I understand that you need a way to handle the low frequencies. You can do it with the hardware timers, but as you have discovered, that route is somewhat complex.

However, I think you should be able to replace the use of tone() for output with a simple library named TimerOne which can generate pulses from hardware Timer1. GitHub - PaulStoffregen/TimerOne: TimerOne Library with optimization and expanded hardware support

I’m not sure how well it will handle the dynamic frequency changes, but give it a try. If it doesn’t work, I can help you with more complex code which works with Timer1 directly.
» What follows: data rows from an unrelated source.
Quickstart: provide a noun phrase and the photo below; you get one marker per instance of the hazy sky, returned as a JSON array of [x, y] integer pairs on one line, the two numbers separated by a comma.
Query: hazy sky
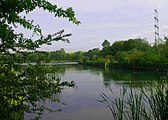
[[104, 19]]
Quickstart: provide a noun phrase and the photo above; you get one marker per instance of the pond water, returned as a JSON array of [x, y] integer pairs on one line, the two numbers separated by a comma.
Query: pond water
[[81, 103]]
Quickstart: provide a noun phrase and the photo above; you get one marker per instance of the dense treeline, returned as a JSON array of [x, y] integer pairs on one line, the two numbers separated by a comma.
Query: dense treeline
[[132, 51]]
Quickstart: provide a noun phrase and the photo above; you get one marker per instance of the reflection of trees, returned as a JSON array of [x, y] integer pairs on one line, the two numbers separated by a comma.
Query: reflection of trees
[[20, 91], [129, 77]]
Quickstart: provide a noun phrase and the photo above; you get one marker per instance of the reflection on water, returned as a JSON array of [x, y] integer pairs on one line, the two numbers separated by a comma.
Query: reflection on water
[[82, 104], [39, 90]]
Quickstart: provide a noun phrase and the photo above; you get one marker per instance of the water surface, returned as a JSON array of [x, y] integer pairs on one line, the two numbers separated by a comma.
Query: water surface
[[81, 103]]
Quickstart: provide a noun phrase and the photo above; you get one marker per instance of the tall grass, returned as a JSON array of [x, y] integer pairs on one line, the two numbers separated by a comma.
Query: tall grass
[[149, 103]]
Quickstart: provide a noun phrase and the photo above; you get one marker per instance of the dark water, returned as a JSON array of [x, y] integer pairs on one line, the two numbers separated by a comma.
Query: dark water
[[81, 103]]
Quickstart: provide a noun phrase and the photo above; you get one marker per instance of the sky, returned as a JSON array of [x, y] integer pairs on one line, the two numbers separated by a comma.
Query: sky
[[112, 20]]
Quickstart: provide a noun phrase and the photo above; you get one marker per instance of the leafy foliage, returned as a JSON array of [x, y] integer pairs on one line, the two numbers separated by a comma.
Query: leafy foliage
[[10, 15]]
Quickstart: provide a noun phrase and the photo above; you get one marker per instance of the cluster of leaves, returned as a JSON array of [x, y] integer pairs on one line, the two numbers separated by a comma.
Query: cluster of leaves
[[10, 16], [21, 88], [137, 52]]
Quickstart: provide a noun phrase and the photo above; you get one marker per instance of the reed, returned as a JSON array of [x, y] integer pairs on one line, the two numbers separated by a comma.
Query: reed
[[150, 103]]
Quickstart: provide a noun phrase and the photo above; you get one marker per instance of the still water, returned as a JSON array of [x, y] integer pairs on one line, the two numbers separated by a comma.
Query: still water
[[81, 103]]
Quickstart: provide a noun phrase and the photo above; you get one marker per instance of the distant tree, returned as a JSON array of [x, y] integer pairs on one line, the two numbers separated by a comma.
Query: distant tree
[[10, 16], [117, 46], [106, 48], [93, 54], [106, 44], [140, 44]]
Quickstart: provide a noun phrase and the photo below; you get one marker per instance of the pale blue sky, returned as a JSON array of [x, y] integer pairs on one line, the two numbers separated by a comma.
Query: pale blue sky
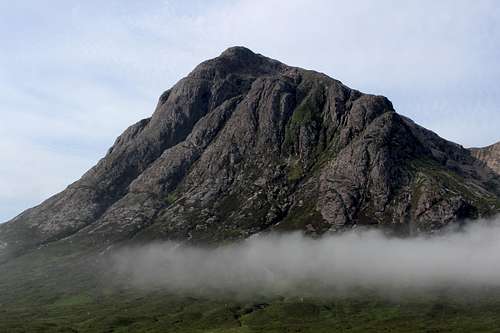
[[75, 74]]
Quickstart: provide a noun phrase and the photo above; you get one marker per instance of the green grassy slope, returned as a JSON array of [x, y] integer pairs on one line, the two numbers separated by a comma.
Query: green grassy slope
[[51, 291]]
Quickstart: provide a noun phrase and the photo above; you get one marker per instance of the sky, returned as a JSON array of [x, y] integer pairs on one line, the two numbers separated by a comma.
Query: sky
[[75, 74]]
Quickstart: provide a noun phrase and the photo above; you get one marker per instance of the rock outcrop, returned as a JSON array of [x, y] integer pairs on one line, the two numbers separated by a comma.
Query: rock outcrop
[[489, 155], [246, 144]]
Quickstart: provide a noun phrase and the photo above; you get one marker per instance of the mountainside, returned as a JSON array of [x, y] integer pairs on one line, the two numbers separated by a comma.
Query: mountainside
[[489, 155], [245, 144]]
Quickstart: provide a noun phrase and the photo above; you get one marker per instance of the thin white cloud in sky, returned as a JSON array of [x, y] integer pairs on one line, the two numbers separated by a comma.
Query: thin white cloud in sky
[[74, 75]]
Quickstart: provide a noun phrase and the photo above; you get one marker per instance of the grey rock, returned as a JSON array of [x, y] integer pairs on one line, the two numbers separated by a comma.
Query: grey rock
[[246, 144]]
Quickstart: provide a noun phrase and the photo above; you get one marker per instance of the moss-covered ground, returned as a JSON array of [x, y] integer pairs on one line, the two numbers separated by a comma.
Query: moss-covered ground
[[49, 292]]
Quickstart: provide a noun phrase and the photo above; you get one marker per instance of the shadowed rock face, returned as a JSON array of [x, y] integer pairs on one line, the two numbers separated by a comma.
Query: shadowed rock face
[[489, 155], [245, 144]]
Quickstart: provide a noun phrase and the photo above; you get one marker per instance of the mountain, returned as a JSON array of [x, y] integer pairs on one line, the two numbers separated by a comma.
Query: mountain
[[246, 144], [489, 155]]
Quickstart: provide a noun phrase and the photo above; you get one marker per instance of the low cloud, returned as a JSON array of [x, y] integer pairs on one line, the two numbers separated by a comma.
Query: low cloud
[[296, 265]]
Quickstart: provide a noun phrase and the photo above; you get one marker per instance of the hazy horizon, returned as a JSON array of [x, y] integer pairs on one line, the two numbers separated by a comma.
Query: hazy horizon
[[75, 75]]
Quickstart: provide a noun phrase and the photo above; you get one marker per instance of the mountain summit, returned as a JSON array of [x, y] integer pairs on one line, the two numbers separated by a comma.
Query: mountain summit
[[246, 144]]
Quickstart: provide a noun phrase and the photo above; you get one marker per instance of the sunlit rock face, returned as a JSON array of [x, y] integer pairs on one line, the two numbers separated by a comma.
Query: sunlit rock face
[[246, 144], [489, 155]]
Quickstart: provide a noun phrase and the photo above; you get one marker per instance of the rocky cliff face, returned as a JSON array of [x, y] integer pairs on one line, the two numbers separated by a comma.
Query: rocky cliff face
[[245, 144], [489, 155]]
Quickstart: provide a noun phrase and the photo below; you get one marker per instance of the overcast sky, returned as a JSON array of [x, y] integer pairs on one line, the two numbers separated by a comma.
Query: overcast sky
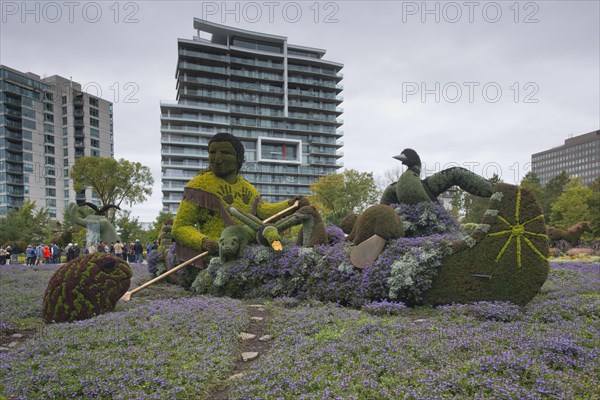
[[478, 84]]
I have also changed the some of the floats in your code to integers.

#include <TimerOne.h>
//https://github.com/PaulStoffregen/TimerOne

//volatile unsigned long count = 0;
volatile unsigned int count = 0;
float cf = 1.085; // correction faktor
//float copyCount = 0;
int copyCount = 0;
//float SpeedPulseOut;
int SpeedPulseOut = 0;
const byte pulseOutPin = 9;

unsigned long lastRead = 0;
unsigned long interval = 500; // updatespeed 0,5sec

void setup()
{
  Serial.begin(115200);
  pinMode(3, INPUT_PULLUP); //external interrupt 1 on pin 3
  attachInterrupt(1, isrCount, RISING);
  //tone(3, 500);//500hz on pin 3 test input
  pinMode(pulseOutPin, OUTPUT);
  
  //Timer1 library interrupt to output sq wave
  Timer1.initialize(500000);//base time interrupt every .5 sec
  Timer1.attachInterrupt(pulseOutput);
}

void loop()
{
  if (millis() - lastRead >= interval) //read interrupt count every interval
  {
    lastRead  += interval; //millis();
    // disable interrupts, make copy of count, reenable interrupts
    noInterrupts();
    copyCount = count;
    count = 0;
    interrupts();

    SpeedPulseOut = copyCount * 1000UL / interval * cf;
    Serial.println(SpeedPulseOut);
    //tone(9, SpeedPulseOut); //replace with Timer1 interrupt
  }
}

void isrCount()
{
  count++;
}

void (pulseOutput)()  //toggle output pin 1Hz minimum
{
  Timer1.initialize(500000 / SpeedPulseOut);//change frequency
  //toggle output pin
  digitalWrite(pulseOutPin, !digitalRead(pulseOutPin));
}

Hi,
SPEEDO ot TACHO. okay.....

Have you measured your ODOMETER reading against a known distance?
I think you will find it is accurate.

Do not assume because your SPEEDO is reading high that the ODOMETER is too, one is a distance system, the other a velocity system.

Although they use the same pickup they use the information differently.

Tom.... :slight_smile: